Speak the title and it sounds clumsy, it appears spurious and its cost must have been significant.

I appeal to the powers that be to restore dignity to the county. - John Beech, Kelloe, Durham City.

WATER SUPPLIES

SO the Government is now getting on its moral high horse and indignantly complaining about those dirty ships coming to Britain, are they?

Meanwhile, they are quietly trying to introduce a chemical toxic to our water supply (fluoride) because it might save a few kids' teeth. - F Atkinson, Shincliffe.

IT can be no coincidence that so called mystery illnesses have increased with the increase in toxic chemicals used in our food, drink, medicines, crop sprays, household cleaners, aerosols and pollution from industrial chimneys etc that we all take in, affecting our bodies, minds, immune systems etc.

Fluoride is the most reactive element in the Periodic Table and is the only one that reacts with all the others. The use of fluoride in these products has increased alarmingly.

Fluoride's toxicity is equivalent with that of arsenic. It is not natural to the human body and its presence causes chemical reactions with all those other chemical we never used to have.

Whatever misguided reasons the Government has for wanting to put fluoride in our water supplies cannot be worth the risks to health.

Next week Parliament will vote on doing just that. If we don't want our drinking water poisoned with fluoride, we must write now to our MPs and urge them to vote No to fluoridation of tap water.

If we wait another week it will be too late and another of our freedoms will be gone. - A Hall, Darlington.

PAUL BURRELL

A CONSIDERABLE amount of time and energy seems to have been spent by many people from all walks of life browsing over the contents of Paul Burrell's book, A Royal Duty.

They begin with the Royal Family, then descend to the pathetic figure described as a butler.

If the people who are being caught up and overtaken by this saga would only come off the balcony of Buckingham Palace and stand on the pavement outside they would soon find an answer to the mystery which eludes them.

Paul Burrell was brought up in an era when the "classless society" was in the throes of being invented with the word "promiscuous", as the gateway to the then new modern world.

On entering royal service as a servant, his upbringing placed him at a disadvantage in his appraisal of working for and living within an aristocratic household.

Reading through various criticisms of his book, Mr Burrell appears to have misunderstood his employer's kindness and generous conversation as an approved rising of his social status. - Thomas Conlon, Spennymoor.

GHOST SHIPS

I REFER to the article "Should we allow the ghost fleet to dock?" (Echo, Nov 4).

The case against, put by Mike Childs of Friends of the Earth, hardly merits recognition. He reckons that the 13 vessels are carrying "over half a million tons of oil and fuel". By my calculations that equates to an average of over 38,000 tons per vessel, where on earth does he get these sort of figures from?
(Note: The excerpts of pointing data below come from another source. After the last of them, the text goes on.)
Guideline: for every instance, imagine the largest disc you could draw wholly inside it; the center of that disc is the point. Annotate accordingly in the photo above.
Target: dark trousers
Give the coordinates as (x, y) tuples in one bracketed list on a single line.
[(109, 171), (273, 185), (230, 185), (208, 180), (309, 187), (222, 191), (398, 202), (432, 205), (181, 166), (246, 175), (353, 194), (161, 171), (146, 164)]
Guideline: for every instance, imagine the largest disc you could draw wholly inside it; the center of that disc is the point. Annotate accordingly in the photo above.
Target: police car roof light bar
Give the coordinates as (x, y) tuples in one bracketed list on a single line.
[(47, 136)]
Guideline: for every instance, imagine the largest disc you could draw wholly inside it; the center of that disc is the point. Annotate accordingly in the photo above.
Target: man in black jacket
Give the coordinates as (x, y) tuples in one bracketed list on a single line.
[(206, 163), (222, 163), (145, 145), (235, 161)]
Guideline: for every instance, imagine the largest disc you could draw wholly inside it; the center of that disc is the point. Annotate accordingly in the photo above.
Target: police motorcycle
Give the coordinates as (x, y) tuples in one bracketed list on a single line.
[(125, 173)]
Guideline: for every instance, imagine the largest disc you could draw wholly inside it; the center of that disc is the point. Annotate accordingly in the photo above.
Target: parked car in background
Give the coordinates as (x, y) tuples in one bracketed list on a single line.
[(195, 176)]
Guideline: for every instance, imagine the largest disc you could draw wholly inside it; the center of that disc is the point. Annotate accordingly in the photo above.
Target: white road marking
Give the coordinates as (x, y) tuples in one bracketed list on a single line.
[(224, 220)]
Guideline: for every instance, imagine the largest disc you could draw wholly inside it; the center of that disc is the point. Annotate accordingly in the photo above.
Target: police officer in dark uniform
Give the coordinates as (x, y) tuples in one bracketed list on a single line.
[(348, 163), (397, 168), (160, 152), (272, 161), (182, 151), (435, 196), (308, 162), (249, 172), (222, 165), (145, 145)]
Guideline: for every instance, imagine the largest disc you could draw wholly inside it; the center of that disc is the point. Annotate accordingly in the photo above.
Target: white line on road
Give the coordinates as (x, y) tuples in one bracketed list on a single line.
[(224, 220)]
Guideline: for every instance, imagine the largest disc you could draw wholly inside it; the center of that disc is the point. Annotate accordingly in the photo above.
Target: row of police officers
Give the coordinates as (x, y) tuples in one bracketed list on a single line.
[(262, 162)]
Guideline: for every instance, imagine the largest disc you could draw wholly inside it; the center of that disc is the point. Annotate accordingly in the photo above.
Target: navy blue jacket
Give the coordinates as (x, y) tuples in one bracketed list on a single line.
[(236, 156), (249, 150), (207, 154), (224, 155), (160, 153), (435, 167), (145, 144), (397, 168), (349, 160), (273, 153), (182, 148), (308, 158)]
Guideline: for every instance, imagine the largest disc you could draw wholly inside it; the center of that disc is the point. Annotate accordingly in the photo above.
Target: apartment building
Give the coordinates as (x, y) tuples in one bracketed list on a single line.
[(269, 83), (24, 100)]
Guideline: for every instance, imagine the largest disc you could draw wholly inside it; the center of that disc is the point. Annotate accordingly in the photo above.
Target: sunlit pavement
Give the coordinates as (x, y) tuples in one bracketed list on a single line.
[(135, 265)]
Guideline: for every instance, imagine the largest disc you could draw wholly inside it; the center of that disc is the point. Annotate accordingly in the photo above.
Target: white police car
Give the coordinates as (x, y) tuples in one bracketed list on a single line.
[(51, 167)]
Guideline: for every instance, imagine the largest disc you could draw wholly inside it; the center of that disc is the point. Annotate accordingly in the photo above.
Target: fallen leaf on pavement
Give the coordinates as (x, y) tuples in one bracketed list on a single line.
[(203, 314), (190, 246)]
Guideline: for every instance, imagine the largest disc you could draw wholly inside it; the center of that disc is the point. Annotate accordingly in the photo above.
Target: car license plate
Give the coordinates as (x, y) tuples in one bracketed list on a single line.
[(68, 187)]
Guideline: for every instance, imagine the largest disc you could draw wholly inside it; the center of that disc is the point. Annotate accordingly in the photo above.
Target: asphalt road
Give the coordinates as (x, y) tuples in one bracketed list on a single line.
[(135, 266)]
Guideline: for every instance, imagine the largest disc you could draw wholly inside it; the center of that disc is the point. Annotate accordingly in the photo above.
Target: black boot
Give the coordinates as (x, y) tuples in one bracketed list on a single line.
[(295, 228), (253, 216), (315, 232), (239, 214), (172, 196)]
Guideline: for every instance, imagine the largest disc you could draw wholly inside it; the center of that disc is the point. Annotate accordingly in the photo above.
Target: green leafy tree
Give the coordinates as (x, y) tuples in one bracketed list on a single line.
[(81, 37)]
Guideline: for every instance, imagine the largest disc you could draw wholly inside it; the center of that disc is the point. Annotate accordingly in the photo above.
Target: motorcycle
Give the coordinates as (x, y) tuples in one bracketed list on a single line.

Scaremongering par excellence.

By comparison, it was refreshing to read the well-balanced remarks by your other three contributors to the article.

I have been to some of the Third World ship dismantling yards and Bob Gibson's remarks about these places are certainly true. - Capt Ray Arkless, Witton-le-Wear.

I HAVE never written to a newspaper before, however the current wave of silliness over the so-called ghost ships, impels me.

Firstly, the ships being brought to Hartlepool for breaking up are ordinary ships the like of which have been broken up on the North-East coast since the first iron ships built here became obsolete.

All ships had asbestos in their construction, lagging around steam pipes, boilers and, in this case, I imagine turbines. The safe disposal of which the breakers are well practised in.

Friends of the Earth, who by quoting a few small truths in a highly emotive manner, blowing them up out of all proportion ably assisted by a few ill-informed politicians, have got Hartlepool Borough Council on the run, plus the odd member of the Environment Department.

Hartlepool must be a rich town indeed if it can afford to turn down 200 jobs and an £11m contract through sheer want of informing themselves. I wonder whether Able UK could sue? - Norman Oddy, West Scrafton, Leyburn.